Lorsque l’on parle de prêt immobilier, il y a un chiffre que tout le monde regarde immédiatement :
le taux.
3,20 %, 3,40 %, 3,60 %…
C’est évidemment un élément important. Mais lorsqu’on compare deux propositions bancaires, le taux du prêt ne suffit pas.
Car derrière un crédit immobilier se cachent plusieurs autres coûts qui peuvent, au final, faire une vraie différence.
Pour comparer correctement deux offres, il faut notamment regarder quatre éléments :
- le taux du prêt ;
- les frais de dossier ;
- l’assurance emprunteur ;
- le coût de la garantie.
Et pour avoir une vision plus globale, un indicateur existe : le TAEG.
1. Le taux du prêt
C’est le plus visible.
Le taux nominal détermine les intérêts que vous allez payer à la banque sur le capital emprunté.
À montant et durée identiques, un taux plus faible entraîne généralement un coût d’intérêts moins élevé.
Mais deux banques peuvent proposer des taux très proches tout en présentant des coûts globaux sensiblement différents.
Pourquoi ?
Parce qu’il faut regarder le reste.
2. Les frais de dossier
Ils sont parfois considérés comme secondaires.
Pourtant, selon les établissements et le montant du financement, ils peuvent représenter plusieurs centaines, voire plusieurs milliers d’euros.
Une banque proposant un taux légèrement inférieur mais des frais de dossier beaucoup plus élevés n’est donc pas automatiquement la plus intéressante.
Ces frais doivent entrer dans la comparaison globale du financement.
3. L’assurance emprunteur
C’est probablement l’un des postes les plus sous-estimés.
Sur un crédit immobilier de 20 ou 25 ans, le coût de l’assurance peut représenter une somme importante.
Son montant dépend notamment de l’âge des emprunteurs, de leur situation, du montant assuré, de la durée du prêt et des garanties souscrites.
Il est donc essentiel de regarder non seulement la mensualité d’assurance, mais aussi son coût total sur la durée du crédit.
La banque peut proposer son propre contrat, mais l’emprunteur peut également choisir une assurance externe présentant des garanties équivalentes à celles exigées par l’établissement prêteur.
4. La garantie du prêt
Dernier élément à regarder : la garantie.
Pour se protéger en cas de défaut de remboursement, la banque peut demander différentes formes de garantie, par exemple une caution ou une hypothèque.
Ces solutions n’ont pas nécessairement le même coût.
Là encore, lorsque l’on compare deux financements, ce poste mérite d’être regardé attentivement.
Le TAEG : un indicateur plus révélateur
C’est là qu’intervient le TAEG, ou taux annuel effectif global.
Contrairement au simple taux nominal, le TAEG vise à représenter le coût global du crédit.
Il prend notamment en compte les intérêts du prêt, les frais de dossier, certains frais d’intermédiaires, ainsi que les coûts d’assurance et de garantie lorsqu’ils sont nécessaires pour obtenir le financement.
C’est donc un indicateur particulièrement utile pour comparer deux propositions bancaires.
Une offre avec un taux nominal plus faible n’est pas forcément l’offre la moins chère.
Comparer un prêt immobilier : regarder l’ensemble
Imaginons deux banques.
La première propose un taux légèrement plus bas, mais avec :
des frais de dossier importants, une assurance plus chère et une garantie plus coûteuse.
La seconde affiche un taux légèrement supérieur, mais des frais annexes beaucoup plus faibles.
À première vue, la première proposition paraît meilleure.

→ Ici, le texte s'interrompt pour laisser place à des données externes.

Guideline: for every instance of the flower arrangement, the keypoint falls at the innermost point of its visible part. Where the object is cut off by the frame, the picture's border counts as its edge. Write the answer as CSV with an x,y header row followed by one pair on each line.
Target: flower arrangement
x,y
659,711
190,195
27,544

Mais lorsque l’on calcule le coût global du crédit, le résultat peut être tout autre.
C’est précisément pour cela qu’il faut éviter de comparer uniquement les taux.
Le coût compte… mais pas seulement
Le coût global reste évidemment essentiel.
Mais d’autres conditions peuvent également avoir de l’importance dans la vie du prêt :
la possibilité de moduler les mensualités, de différer certaines échéances ou encore les conditions d’un remboursement anticipé.
Ces éléments doivent aussi être lus attentivement avant de choisir son financement.
Un projet immobilier se regarde dans sa globalité
Lorsque l’on achète un bien immobilier, on compare naturellement les maisons, les appartements, les prix et les travaux.
Il faut avoir exactement le même réflexe avec le financement.
Ne regardez pas seulement :
« Quel taux me propose-t-on ? »
Demandez-vous plutôt :
« Combien ce crédit va-t-il réellement me coûter ? »
Taux, frais de dossier, assurance, garantie : ces différents éléments peuvent modifier sensiblement le coût final.
Et le meilleur indicateur pour commencer à comparer reste alors le TAEG.
Parce qu’en immobilier comme ailleurs, un chiffre pris isolément ne raconte jamais toute l’histoire.